About half a kilometer outside of Milanje (it was a longer walk than we expected...maybe we should have taken the bikes) a truck pulled up saying he was going to Mocuba. Awesome. Bonus: it was cheap. After getting ripped off by money changers (it was my fault....almost 40 dollars worth and at least I gave someone a good night) we transferred to another truck where we waited a good two hours for it to fill up more. While only 200 kms away the ride took well over four hours but it was one of the best experiences of the trip and easily the best way to travel:

Travelling through the jungle landscape with the odd mountain portruding toward the sky, with small and few villages popping up here and there, and kids waving to you as you passed was an awesome experience. It got me over the fact that I had just been ripped off at least.

The back of the truck fills and empties with people from little grass hut villages having as few as 10 people to as many as two rugby teams worth. That combined with the 2000 heads of cabbage (at least), bikes, luggage, our luggage and various other things makes for a pretty tight fit. For about one hour I was sitting on the fingernail wide rail with my legs barely inside and only room for one of my hands on the rail to hold myself in. The driver does not slow down so every time we went over a bump (and there were many), or turned a corner I caught a glimpse of death just over my left shoulder waiting to catch me. Luckily it was only for an hour of the trip. Finally we came across Mocuba. I never really thought that I would see electricity or buildings or paved roads again, and the people were kind enough to drop us off at a nice, cheap hotel.

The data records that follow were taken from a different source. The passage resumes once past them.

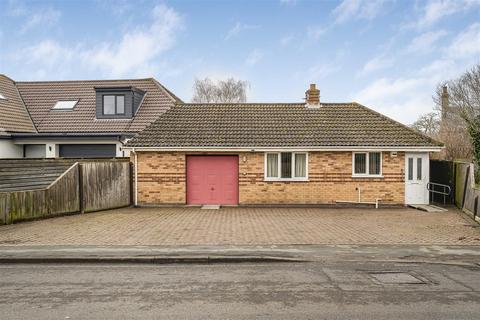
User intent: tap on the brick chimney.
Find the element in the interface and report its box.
[305,83,320,106]
[441,86,449,120]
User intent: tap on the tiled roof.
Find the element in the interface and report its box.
[16,78,181,133]
[0,74,35,135]
[128,103,441,148]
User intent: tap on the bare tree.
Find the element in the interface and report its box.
[411,112,440,138]
[433,65,480,164]
[192,78,249,103]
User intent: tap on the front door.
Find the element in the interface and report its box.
[187,156,238,205]
[405,153,429,204]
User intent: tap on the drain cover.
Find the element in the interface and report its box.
[370,272,426,284]
[201,204,220,210]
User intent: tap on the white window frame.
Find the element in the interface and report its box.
[352,150,383,178]
[263,151,308,181]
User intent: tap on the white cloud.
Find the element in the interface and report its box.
[333,0,387,23]
[84,4,182,77]
[245,49,264,67]
[413,0,480,28]
[352,23,480,124]
[280,0,297,6]
[307,26,327,40]
[6,0,62,33]
[360,55,393,75]
[280,34,294,47]
[302,63,340,83]
[21,8,62,32]
[12,4,183,78]
[225,22,259,40]
[448,22,480,59]
[407,30,448,53]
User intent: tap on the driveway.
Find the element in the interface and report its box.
[0,207,480,245]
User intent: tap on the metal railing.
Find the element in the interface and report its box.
[427,182,452,205]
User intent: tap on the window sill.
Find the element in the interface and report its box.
[352,174,384,179]
[263,178,309,182]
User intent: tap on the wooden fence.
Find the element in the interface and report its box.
[80,162,132,212]
[455,162,480,222]
[0,161,132,224]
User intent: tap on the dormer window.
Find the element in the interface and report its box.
[95,86,145,119]
[103,95,125,115]
[52,100,78,110]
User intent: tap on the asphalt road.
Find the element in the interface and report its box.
[0,260,480,320]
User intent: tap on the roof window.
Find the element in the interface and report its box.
[52,100,78,110]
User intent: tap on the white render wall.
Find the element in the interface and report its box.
[0,139,23,159]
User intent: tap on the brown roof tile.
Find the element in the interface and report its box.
[124,103,441,147]
[0,74,35,132]
[17,78,179,133]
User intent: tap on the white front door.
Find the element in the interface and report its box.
[405,153,430,204]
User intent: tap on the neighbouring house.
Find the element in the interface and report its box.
[127,85,442,206]
[0,74,182,158]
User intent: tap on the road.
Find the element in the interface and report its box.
[0,258,480,320]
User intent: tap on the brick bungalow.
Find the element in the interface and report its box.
[127,85,442,206]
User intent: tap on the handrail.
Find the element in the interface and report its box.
[427,182,452,205]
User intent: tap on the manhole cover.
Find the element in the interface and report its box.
[370,272,426,284]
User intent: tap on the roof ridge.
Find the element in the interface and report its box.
[352,101,444,146]
[16,77,154,84]
[182,102,353,106]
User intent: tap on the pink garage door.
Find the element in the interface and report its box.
[187,156,238,204]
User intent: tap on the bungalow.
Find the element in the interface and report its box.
[126,84,442,206]
[0,74,182,158]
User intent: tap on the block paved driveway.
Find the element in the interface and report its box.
[0,207,480,245]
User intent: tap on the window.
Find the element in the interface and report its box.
[265,152,308,180]
[52,100,78,110]
[408,158,413,180]
[353,152,382,177]
[103,95,125,115]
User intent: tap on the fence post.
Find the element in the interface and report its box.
[473,196,478,220]
[462,166,470,209]
[128,161,135,205]
[78,162,85,213]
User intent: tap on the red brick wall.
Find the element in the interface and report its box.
[134,152,405,205]
[239,152,405,204]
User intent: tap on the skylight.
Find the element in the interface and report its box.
[52,100,78,110]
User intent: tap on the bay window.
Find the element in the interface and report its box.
[265,152,308,181]
[352,152,382,177]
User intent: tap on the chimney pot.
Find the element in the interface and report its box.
[305,83,320,105]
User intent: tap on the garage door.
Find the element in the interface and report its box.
[187,156,238,204]
[59,144,117,158]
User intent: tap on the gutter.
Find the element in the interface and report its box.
[124,146,445,152]
[132,148,138,207]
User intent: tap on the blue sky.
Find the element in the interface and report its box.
[0,0,480,124]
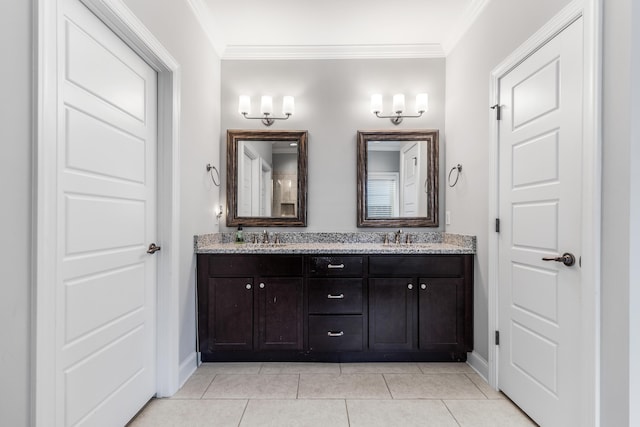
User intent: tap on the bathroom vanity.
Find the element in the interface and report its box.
[196,232,475,361]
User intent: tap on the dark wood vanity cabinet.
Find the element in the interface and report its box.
[197,254,473,361]
[197,255,303,361]
[369,255,473,359]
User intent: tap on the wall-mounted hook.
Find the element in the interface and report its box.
[207,163,220,187]
[448,163,462,187]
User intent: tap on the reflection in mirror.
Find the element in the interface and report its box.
[358,130,438,227]
[227,130,307,226]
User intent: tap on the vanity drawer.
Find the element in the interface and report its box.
[309,256,364,277]
[309,278,362,314]
[209,254,303,277]
[309,315,364,351]
[369,255,464,277]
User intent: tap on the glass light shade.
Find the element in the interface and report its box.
[282,96,295,115]
[260,96,273,114]
[416,93,429,113]
[371,93,382,114]
[393,93,404,114]
[238,95,251,114]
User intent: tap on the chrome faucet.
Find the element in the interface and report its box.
[395,229,402,245]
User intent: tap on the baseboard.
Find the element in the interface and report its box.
[467,351,489,382]
[178,351,198,388]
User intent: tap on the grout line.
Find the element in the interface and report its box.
[238,399,249,427]
[381,374,395,400]
[344,399,351,427]
[200,374,218,400]
[440,399,462,427]
[464,374,490,400]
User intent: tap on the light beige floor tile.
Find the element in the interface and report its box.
[466,374,504,399]
[240,400,349,427]
[445,399,536,427]
[384,374,486,399]
[171,371,215,399]
[344,400,458,427]
[196,362,262,375]
[298,374,391,399]
[418,362,476,374]
[260,362,340,374]
[203,374,298,399]
[128,399,247,427]
[341,363,422,374]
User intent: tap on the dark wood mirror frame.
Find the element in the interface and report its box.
[358,129,439,227]
[226,129,308,227]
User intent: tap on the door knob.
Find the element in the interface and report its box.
[542,252,576,267]
[147,243,162,255]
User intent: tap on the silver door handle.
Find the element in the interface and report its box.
[147,243,162,255]
[542,252,576,267]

Leg Five: Mocuba to Nampula: Bus

Woke up at 3:30am to go to where a bus might be leaving from. Turns out there was one and after about two hours waiting for it to fill up we were finally on our way to Nampula. THe trip was uneventful except for when, about an hour out of a town where we hap stopped for 20 minute, the bus driver tried to turn back. Apparently he had forgot some important papers. Luckily he decided that the papers were not worth the passengers rioting and so continued on. Jas and I went through all of the different and difficult sleeping positions such as: the forward lean, the neck sway, and the window bounce.

Leg Six: Nampula to just outside Ihla Mozambique: Mini-bus

I am still not sure how people around the world manage to fit in as many passengers as they do but once again we were travelling with what was the equivalent of two rugby teams in a bus not big enough for one. AFter the two hours or so of waiting for it to fill up (they dont leave until it is FULL) we were on our way. Aside from the fact that my bum went knumb as soon as we left the station, it was a pleasant ride, well as pleasant as one could expect anyway.

Leg Seven: Just outside Ihla Mozambique to Ihla Mozambique: Truck

Just on the other side of the bridge we had to switch to a smaller vehicle to that we could get across. Somehow the company managed to fit all of our gear and the other passengers gear into the box of the truck. We then had to fight and squeeze and find somewhere to hold on to. At one point I barely had my feet on the bumper, while holding onto the back rail. Apparently this was not safe though and they insisted I sit backwards with barely half my cheek on some luggage sticking above the box and with some rather large woman leaning against me. It was all I could do to hold on and stay in the back of the truck. I had a brief glimpse of what death must be like, but at least this time the roads were paved.

Ihla Mozambique:

Well worth the wait. The place, like lonely-planet says, is half ghost town, half community and being the only tourists here, we get quite a bit of attention. So while the beaches are not as nice, the place itself has a better feel than most of the islands we have been to. We have taken quite a bit of time to do nothing and just recover from the hellish journey out here but soon we will be heading north to more beaches and more isolated places. I love the landscape here and I love the people (moz), and it probably has the fewest tourists of any place I have been to thus far.

Once again no photos. Will have to do an update just for photos one of these days.